My lightening experience with Pytorch

Published in

Google Developer Student Clubs TIET

6 min readJul 4, 2022

Imagine a fine evening, it's drizzling outside, and you are sitting beside a window, exploring Python( the language one!) while sipping hot coffee.
You are going through all the articles, blogs, and videos that make you curious but suddenly lightning strikes and you come across an excellent blog about a library called Pytorch.

Pytorch is a deep learning library for training neural networks using optimised tensors. Plus, it’s open source!

The year 2016 saw the release of Pytorch by Facebook. Python programmers should find it simpler to use than other deep learning frameworks because its Python interface is more polished and is more narrowly focused. However, PyTorch also comes with a C++ frontend. In addition to that, PyTorch will be simpler to use if you want to tailor your code for certain machine learning issues.

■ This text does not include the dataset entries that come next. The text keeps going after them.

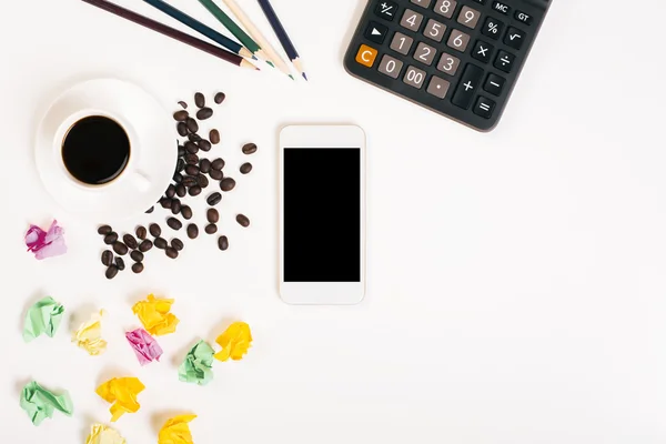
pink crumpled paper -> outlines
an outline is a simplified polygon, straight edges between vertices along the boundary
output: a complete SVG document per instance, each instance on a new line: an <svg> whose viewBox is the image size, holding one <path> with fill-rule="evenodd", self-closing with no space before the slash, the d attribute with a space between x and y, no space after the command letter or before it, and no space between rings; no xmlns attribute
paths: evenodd
<svg viewBox="0 0 666 444"><path fill-rule="evenodd" d="M34 253L34 258L39 261L62 255L67 253L64 230L62 226L58 226L56 220L49 231L43 231L37 225L30 225L26 233L26 246L28 246L28 251Z"/></svg>
<svg viewBox="0 0 666 444"><path fill-rule="evenodd" d="M162 347L145 330L137 329L133 332L127 332L125 337L134 349L134 353L141 365L149 364L153 361L160 361L162 356Z"/></svg>

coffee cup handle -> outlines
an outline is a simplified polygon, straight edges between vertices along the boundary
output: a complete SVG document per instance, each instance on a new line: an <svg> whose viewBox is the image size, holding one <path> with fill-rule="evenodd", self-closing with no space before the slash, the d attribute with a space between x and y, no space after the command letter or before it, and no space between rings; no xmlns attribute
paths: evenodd
<svg viewBox="0 0 666 444"><path fill-rule="evenodd" d="M134 188L141 192L147 191L151 185L148 174L145 174L143 171L134 171L132 174L132 182Z"/></svg>

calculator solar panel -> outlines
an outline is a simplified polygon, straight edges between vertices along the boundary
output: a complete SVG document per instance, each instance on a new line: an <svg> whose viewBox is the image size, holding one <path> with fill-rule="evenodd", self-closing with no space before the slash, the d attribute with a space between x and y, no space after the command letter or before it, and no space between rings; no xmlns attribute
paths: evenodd
<svg viewBox="0 0 666 444"><path fill-rule="evenodd" d="M497 124L549 0L370 0L354 77L480 131Z"/></svg>

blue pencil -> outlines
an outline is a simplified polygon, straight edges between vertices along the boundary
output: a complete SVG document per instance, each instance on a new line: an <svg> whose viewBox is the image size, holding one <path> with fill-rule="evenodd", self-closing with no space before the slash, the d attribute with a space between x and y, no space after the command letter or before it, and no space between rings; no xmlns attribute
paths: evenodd
<svg viewBox="0 0 666 444"><path fill-rule="evenodd" d="M226 36L223 36L220 32L215 31L214 29L206 27L205 24L203 24L199 20L191 18L186 13L179 11L178 9L173 8L171 4L165 3L162 0L143 0L143 1L147 2L148 4L150 4L151 7L154 7L154 8L159 9L160 11L164 12L165 14L172 17L173 19L180 21L181 23L186 24L188 27L192 28L194 31L208 37L209 39L221 44L222 47L226 48L231 52L234 52L241 57L248 57L253 60L256 60L256 58L252 54L252 52L250 52L250 50L248 48L243 47L240 43L234 42Z"/></svg>
<svg viewBox="0 0 666 444"><path fill-rule="evenodd" d="M307 80L307 75L305 75L305 71L303 71L303 62L301 62L299 51L296 51L294 43L292 43L291 39L289 38L286 30L282 26L282 22L280 21L278 14L275 13L275 10L273 9L273 6L269 0L258 1L259 6L264 11L266 19L269 19L269 22L271 22L271 27L273 28L273 31L275 31L278 39L280 39L280 43L282 43L282 48L284 48L286 56L290 58L291 62L294 64L294 67L301 73L301 75L303 75L303 78Z"/></svg>

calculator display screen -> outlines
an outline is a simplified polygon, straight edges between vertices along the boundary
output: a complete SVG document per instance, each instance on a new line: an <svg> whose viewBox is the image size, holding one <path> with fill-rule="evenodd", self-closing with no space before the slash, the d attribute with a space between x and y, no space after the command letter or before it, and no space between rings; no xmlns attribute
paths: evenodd
<svg viewBox="0 0 666 444"><path fill-rule="evenodd" d="M284 282L361 282L361 149L284 150Z"/></svg>

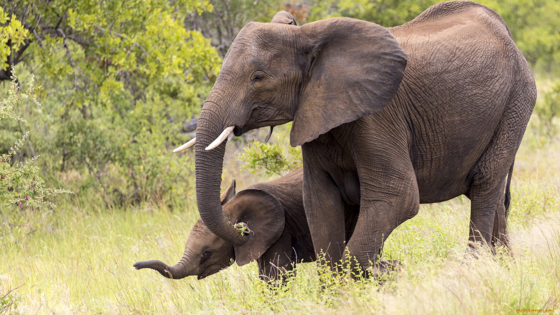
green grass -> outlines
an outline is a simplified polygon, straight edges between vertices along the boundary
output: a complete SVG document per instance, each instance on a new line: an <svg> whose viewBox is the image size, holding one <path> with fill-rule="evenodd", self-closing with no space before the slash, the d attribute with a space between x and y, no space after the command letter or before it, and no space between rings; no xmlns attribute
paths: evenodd
<svg viewBox="0 0 560 315"><path fill-rule="evenodd" d="M132 265L179 260L198 219L193 196L185 197L186 210L174 212L62 204L44 219L30 212L0 217L0 297L23 285L12 293L20 300L10 311L21 314L558 312L559 156L557 141L527 133L512 182L512 256L465 254L469 202L459 197L422 205L390 235L384 257L399 260L404 268L383 285L343 280L321 289L315 263L300 264L287 288L276 291L258 280L255 263L234 265L200 281L171 280ZM226 168L225 183L233 176L241 188L256 181L234 162Z"/></svg>

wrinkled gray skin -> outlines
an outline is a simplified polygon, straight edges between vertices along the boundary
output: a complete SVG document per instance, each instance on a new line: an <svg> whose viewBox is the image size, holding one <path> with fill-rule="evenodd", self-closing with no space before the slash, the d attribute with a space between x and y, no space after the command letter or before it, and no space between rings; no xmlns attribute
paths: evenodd
<svg viewBox="0 0 560 315"><path fill-rule="evenodd" d="M226 143L204 148L228 126L239 136L293 121L313 245L332 263L347 246L368 267L419 203L461 194L471 200L469 240L507 245L507 175L536 92L495 12L451 1L389 29L348 18L277 22L241 30L200 112L197 198L210 231L235 246L254 237L220 203ZM360 213L346 243L348 205Z"/></svg>
<svg viewBox="0 0 560 315"><path fill-rule="evenodd" d="M234 248L211 232L199 219L191 229L183 258L176 265L167 266L158 260L150 260L138 262L134 267L151 268L167 278L197 276L202 279L227 268L235 260L242 266L256 259L262 279L278 280L282 276L285 280L286 271L294 267L292 263L315 260L304 210L303 182L303 169L300 169L236 194L234 180L222 194L221 203L228 217L249 221L250 235L254 237L252 242ZM354 208L346 210L347 239L350 239L356 226L359 209Z"/></svg>

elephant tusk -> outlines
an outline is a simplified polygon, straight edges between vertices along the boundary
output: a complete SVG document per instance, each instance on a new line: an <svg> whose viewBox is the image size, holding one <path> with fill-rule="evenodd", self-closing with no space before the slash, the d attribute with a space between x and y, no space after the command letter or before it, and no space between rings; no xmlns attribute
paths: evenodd
<svg viewBox="0 0 560 315"><path fill-rule="evenodd" d="M180 152L181 151L185 150L189 147L194 145L195 142L197 142L197 137L195 137L193 138L192 140L186 142L186 143L183 145L182 146L178 147L177 149L173 150L173 152Z"/></svg>
<svg viewBox="0 0 560 315"><path fill-rule="evenodd" d="M210 145L206 147L206 149L204 150L208 151L219 146L220 143L223 142L223 141L227 138L227 136L230 135L230 133L231 133L231 132L234 131L234 128L235 128L235 126L230 126L226 129L224 129L222 134L216 138L216 140L214 140L213 142L210 143Z"/></svg>
<svg viewBox="0 0 560 315"><path fill-rule="evenodd" d="M267 137L264 139L265 142L268 142L268 140L270 138L270 136L272 135L272 129L274 128L274 126L270 126L270 131L268 132L268 135L267 135Z"/></svg>

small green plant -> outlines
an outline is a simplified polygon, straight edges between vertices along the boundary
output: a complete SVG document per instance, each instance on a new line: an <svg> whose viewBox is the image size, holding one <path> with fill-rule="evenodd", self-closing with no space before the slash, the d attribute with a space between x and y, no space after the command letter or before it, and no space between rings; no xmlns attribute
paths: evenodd
<svg viewBox="0 0 560 315"><path fill-rule="evenodd" d="M275 137L274 143L255 140L246 147L237 159L246 162L241 169L254 173L264 170L264 175L268 177L274 174L282 176L301 168L303 165L301 147L291 146L284 132L277 132Z"/></svg>
<svg viewBox="0 0 560 315"><path fill-rule="evenodd" d="M17 307L17 303L21 299L19 294L12 294L12 293L21 288L21 285L15 289L8 289L8 292L3 296L0 297L0 314L7 314L11 315L16 314L12 313L11 310ZM0 293L1 294L2 293Z"/></svg>
<svg viewBox="0 0 560 315"><path fill-rule="evenodd" d="M12 73L14 72L12 67ZM11 110L14 106L21 104L27 99L32 100L38 106L39 102L32 96L34 91L40 86L33 86L34 77L31 77L29 88L25 93L21 92L20 87L14 75L12 75L12 82L8 98L0 101L0 119L11 118L22 122L25 119L13 115ZM20 139L10 148L8 153L0 155L0 190L2 195L0 197L0 210L10 205L21 206L26 204L35 211L42 212L46 207L54 207L54 203L47 200L47 198L62 193L73 193L62 188L50 188L45 187L45 181L39 176L39 167L33 162L39 158L37 155L25 161L11 164L12 158L27 140L29 132Z"/></svg>
<svg viewBox="0 0 560 315"><path fill-rule="evenodd" d="M535 106L535 113L539 116L539 121L547 136L555 136L558 130L554 119L560 114L560 79L544 93L543 100Z"/></svg>

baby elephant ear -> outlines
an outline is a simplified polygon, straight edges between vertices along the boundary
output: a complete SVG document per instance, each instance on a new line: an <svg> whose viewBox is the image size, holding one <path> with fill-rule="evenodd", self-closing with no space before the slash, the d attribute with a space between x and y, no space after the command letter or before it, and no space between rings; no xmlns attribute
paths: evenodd
<svg viewBox="0 0 560 315"><path fill-rule="evenodd" d="M223 206L226 202L229 201L234 196L235 196L235 179L234 178L231 180L231 184L230 185L229 187L226 189L226 191L223 192L222 194L222 197L220 197L220 201L221 202L222 205Z"/></svg>
<svg viewBox="0 0 560 315"><path fill-rule="evenodd" d="M280 11L276 13L276 15L272 18L270 23L282 23L282 24L290 24L291 25L297 25L296 19L292 15L286 11Z"/></svg>
<svg viewBox="0 0 560 315"><path fill-rule="evenodd" d="M235 248L235 261L239 266L258 259L284 231L284 207L276 197L264 191L239 192L223 207L223 212L236 223L245 223L249 230L247 243Z"/></svg>

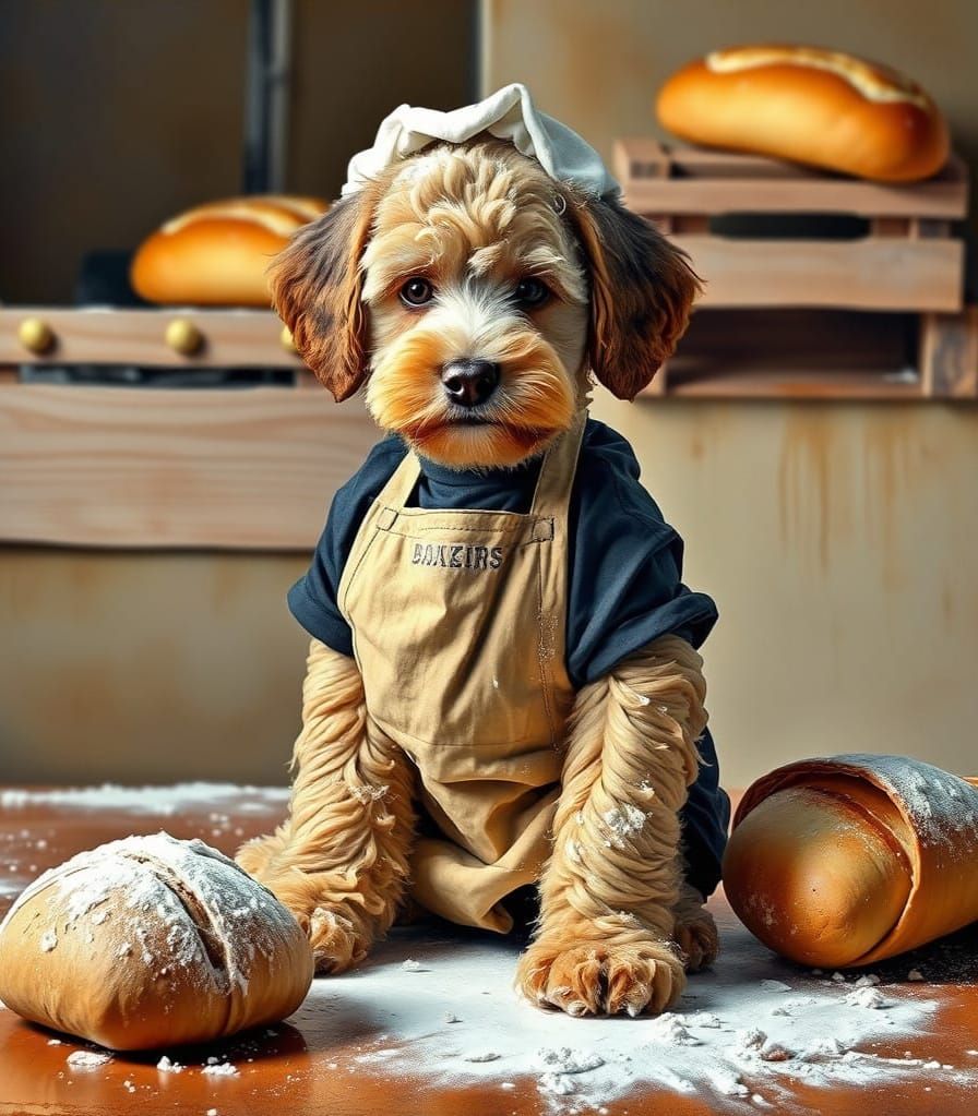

Given the fact that PyTorch and its rival TensorFlow both employ tensors,but their main distinction is that PyTorch uses dynamic computation graphs, whilst TensorFlow uses static computation graphs which gives Pytorch an extra edge while building complex architectures.
Initially, Visdom was a visualisation package that PyTorch used, however now it has subsequently added complete support for TensorBoard.

The more you scroll the more curious you grow, and finally decide to install pytorch.

Installation

To install Pytorch locally, head on to the official website, specify the configurations and run the given commands in your terminal.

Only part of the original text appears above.